Het fregatschip Johanna Maria is niet zomaar een ‘samenstel van hout, zeil en want’
Van Schendel (1874-1946) behoort tot de belangrijkste schrijvers uit het Nederlands taalgebied; zijn werk werd in 1947 – postuum – geëerd met de eerste P.C. Hooftprijs voor Letterkunde, die hij overigens moest delen met Amoene van Haersolte. Ter ere van zijn sterfdag verwerft het Literatuurmuseum twee belangrijke handschriften van Arthur van Schendel.
Het museum beheert de literaire nalatenschap van Van Schendel, met uitzondering van de handschriften van Het fregatschip Johanna Maria (1930) en Herinneringen van een domme jongen (1934), respectievelijk opgedragen aan zijn zoon Arthur en zijn dochter Corinna.
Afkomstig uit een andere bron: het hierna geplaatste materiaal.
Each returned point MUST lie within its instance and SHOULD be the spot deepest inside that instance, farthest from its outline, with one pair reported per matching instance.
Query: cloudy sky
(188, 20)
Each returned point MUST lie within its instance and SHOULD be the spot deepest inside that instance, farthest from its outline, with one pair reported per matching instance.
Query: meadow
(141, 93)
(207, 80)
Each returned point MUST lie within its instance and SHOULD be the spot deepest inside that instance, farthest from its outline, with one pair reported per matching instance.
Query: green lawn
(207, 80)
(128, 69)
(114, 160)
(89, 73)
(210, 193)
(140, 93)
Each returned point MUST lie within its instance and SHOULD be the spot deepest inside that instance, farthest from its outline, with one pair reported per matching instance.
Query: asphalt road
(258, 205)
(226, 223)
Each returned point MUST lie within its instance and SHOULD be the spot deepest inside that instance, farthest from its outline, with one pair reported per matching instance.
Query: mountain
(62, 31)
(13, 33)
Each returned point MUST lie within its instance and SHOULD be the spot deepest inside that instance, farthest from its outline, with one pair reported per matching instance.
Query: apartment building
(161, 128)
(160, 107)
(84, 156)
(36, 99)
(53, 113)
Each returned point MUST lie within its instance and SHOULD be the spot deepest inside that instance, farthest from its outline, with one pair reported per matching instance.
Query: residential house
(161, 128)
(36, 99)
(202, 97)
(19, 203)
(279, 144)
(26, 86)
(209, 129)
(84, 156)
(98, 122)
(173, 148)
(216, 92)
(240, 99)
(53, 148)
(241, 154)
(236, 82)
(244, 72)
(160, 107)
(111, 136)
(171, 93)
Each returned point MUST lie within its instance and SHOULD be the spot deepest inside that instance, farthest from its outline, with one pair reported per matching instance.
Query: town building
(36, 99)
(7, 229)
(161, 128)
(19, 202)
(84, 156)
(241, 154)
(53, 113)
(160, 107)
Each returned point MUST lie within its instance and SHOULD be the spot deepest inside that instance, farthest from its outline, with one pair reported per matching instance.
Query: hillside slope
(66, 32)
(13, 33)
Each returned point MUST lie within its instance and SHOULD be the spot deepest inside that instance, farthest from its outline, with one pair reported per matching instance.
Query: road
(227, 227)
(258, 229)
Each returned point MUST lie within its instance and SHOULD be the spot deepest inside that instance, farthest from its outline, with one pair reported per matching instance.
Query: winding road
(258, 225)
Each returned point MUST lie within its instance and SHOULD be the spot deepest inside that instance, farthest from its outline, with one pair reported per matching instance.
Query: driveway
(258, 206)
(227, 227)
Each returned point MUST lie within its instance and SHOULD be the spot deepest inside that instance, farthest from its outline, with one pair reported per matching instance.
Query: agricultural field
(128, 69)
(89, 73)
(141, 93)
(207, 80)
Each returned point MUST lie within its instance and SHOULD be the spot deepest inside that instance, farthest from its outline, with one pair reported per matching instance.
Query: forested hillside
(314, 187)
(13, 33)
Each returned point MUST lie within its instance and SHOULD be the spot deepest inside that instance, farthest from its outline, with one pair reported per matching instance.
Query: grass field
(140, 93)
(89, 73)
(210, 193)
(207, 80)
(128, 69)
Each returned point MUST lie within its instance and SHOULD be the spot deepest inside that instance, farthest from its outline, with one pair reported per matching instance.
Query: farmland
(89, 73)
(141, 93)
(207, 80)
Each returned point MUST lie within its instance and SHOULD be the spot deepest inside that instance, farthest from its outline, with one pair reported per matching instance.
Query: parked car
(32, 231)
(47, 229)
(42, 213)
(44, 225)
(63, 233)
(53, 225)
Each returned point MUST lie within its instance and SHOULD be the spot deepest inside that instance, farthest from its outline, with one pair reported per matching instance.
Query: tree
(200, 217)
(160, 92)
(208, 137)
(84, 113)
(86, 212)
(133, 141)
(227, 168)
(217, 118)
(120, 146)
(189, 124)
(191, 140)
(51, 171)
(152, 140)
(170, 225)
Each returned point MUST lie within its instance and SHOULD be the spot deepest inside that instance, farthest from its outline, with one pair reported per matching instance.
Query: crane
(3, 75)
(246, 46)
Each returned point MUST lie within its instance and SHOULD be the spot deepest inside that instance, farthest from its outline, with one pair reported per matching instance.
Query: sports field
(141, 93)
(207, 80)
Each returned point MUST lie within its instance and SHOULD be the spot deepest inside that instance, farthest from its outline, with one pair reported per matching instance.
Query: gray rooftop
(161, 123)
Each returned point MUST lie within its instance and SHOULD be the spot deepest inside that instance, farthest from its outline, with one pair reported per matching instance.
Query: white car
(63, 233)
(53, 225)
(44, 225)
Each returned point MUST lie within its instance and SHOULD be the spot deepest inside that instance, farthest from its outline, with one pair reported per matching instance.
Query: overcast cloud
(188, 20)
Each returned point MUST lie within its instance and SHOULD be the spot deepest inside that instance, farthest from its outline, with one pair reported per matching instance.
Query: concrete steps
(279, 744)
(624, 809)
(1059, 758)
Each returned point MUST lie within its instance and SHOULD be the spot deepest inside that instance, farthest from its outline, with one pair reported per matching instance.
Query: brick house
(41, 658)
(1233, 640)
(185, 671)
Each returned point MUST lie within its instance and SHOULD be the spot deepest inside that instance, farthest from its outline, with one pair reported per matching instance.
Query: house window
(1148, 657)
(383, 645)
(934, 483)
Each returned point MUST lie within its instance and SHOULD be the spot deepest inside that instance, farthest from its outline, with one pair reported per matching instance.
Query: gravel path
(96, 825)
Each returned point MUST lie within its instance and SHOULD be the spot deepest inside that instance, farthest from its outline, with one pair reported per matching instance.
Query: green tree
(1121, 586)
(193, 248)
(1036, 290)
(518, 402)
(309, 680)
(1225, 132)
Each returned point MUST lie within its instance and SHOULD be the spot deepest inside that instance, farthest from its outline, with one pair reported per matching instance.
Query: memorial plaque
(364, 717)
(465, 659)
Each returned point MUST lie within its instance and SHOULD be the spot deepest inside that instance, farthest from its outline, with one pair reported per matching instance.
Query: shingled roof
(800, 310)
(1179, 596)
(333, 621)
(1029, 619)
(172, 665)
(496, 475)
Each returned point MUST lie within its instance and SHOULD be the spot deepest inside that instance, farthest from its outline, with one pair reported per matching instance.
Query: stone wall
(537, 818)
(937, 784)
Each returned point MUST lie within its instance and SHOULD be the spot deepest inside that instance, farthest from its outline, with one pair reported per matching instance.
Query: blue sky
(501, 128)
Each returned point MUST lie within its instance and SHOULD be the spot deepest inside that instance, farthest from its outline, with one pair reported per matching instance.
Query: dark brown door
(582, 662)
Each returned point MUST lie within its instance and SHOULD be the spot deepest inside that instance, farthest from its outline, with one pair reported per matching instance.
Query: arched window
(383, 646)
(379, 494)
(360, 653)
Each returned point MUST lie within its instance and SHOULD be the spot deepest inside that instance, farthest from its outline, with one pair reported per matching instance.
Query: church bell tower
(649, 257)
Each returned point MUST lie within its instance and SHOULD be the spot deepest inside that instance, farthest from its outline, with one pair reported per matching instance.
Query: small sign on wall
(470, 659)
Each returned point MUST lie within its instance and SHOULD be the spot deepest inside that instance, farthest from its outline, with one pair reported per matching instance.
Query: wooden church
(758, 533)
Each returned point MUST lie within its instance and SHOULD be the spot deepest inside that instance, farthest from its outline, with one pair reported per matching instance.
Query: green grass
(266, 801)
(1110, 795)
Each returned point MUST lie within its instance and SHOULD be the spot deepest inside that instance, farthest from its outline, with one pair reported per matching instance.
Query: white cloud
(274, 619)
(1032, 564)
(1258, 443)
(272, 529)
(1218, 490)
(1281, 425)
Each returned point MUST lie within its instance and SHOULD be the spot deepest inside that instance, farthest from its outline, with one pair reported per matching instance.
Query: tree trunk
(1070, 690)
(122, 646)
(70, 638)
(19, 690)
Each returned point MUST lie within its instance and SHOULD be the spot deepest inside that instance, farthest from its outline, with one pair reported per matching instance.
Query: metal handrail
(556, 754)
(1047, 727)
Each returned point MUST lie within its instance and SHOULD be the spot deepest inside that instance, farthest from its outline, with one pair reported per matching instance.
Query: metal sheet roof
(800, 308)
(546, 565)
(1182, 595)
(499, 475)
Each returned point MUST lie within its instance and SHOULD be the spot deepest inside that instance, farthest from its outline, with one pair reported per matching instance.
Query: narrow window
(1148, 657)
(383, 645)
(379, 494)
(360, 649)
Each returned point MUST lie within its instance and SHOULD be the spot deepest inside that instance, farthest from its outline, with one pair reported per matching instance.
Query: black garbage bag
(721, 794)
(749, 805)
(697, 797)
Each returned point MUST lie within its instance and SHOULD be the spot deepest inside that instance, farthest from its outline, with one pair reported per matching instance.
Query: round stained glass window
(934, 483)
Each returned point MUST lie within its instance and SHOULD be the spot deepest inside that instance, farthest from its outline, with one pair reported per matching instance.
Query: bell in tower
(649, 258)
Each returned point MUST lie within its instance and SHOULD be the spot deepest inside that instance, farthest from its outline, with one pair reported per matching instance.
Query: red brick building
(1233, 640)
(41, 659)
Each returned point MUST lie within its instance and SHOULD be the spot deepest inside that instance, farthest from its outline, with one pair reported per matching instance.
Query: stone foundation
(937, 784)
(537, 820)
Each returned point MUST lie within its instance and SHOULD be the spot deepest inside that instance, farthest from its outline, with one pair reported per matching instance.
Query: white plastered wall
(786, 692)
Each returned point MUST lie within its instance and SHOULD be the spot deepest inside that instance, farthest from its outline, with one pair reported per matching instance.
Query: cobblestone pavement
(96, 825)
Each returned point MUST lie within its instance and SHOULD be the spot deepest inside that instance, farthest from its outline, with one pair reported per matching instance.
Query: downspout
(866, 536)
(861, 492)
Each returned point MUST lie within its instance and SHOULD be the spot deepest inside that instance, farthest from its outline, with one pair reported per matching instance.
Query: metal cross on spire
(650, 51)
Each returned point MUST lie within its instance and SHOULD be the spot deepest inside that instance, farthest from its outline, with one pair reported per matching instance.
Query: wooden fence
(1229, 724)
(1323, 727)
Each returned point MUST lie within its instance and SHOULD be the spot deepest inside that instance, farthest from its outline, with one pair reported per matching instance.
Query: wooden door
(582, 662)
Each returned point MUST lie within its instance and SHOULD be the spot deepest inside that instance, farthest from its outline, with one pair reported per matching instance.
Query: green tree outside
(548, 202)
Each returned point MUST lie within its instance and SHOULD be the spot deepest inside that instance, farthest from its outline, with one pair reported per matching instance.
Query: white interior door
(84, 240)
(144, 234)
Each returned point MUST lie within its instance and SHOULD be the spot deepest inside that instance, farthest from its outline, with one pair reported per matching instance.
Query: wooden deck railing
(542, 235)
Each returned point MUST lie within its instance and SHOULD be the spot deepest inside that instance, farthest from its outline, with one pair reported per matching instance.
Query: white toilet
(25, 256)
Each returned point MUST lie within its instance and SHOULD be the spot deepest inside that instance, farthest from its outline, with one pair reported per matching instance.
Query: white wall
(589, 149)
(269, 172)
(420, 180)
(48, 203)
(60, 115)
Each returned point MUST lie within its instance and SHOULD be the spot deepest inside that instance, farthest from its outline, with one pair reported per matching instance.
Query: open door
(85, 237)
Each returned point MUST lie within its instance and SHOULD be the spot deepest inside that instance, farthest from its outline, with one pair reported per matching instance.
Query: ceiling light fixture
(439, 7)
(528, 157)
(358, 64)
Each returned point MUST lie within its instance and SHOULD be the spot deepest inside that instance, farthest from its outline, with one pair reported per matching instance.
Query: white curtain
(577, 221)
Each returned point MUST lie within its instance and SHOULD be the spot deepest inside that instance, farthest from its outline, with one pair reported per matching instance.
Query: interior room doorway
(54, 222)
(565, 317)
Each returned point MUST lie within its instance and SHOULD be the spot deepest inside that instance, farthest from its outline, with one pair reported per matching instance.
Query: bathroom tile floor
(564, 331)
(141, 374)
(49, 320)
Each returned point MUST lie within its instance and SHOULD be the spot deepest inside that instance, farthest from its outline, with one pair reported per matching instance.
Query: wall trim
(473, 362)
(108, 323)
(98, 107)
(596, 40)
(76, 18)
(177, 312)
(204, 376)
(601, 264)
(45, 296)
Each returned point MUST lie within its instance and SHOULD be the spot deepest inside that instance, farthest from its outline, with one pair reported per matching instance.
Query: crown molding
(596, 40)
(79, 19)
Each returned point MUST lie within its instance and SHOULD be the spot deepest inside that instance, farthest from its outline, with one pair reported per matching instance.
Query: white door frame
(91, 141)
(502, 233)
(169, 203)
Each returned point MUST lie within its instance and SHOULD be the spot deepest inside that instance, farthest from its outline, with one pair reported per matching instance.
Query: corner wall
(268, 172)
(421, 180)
Vandaar dat de handschriften en bijbehorende notities van deze twee boeken in het bezit van de familie bleven.
De 75ste sterfdag van Arthur van Schendel is de aanleiding voor de familie deze handschriften nu ook aan de zorg van het Literatuurmuseum toe te vertrouwen, dat deze schenking met enthousiasme en in dankbaarheid aanvaardt. De aanwinst wordt gepresenteerd in een kleine tentoonstelling die te zien is van 31 augustus t/m 12 september en op literatuurmuseum.nl is een artikel over de nieuw verworven handschriften te lezen.
Arthur van Schendel, 31 augustus t/m 12 september in het Literatuurmuseum.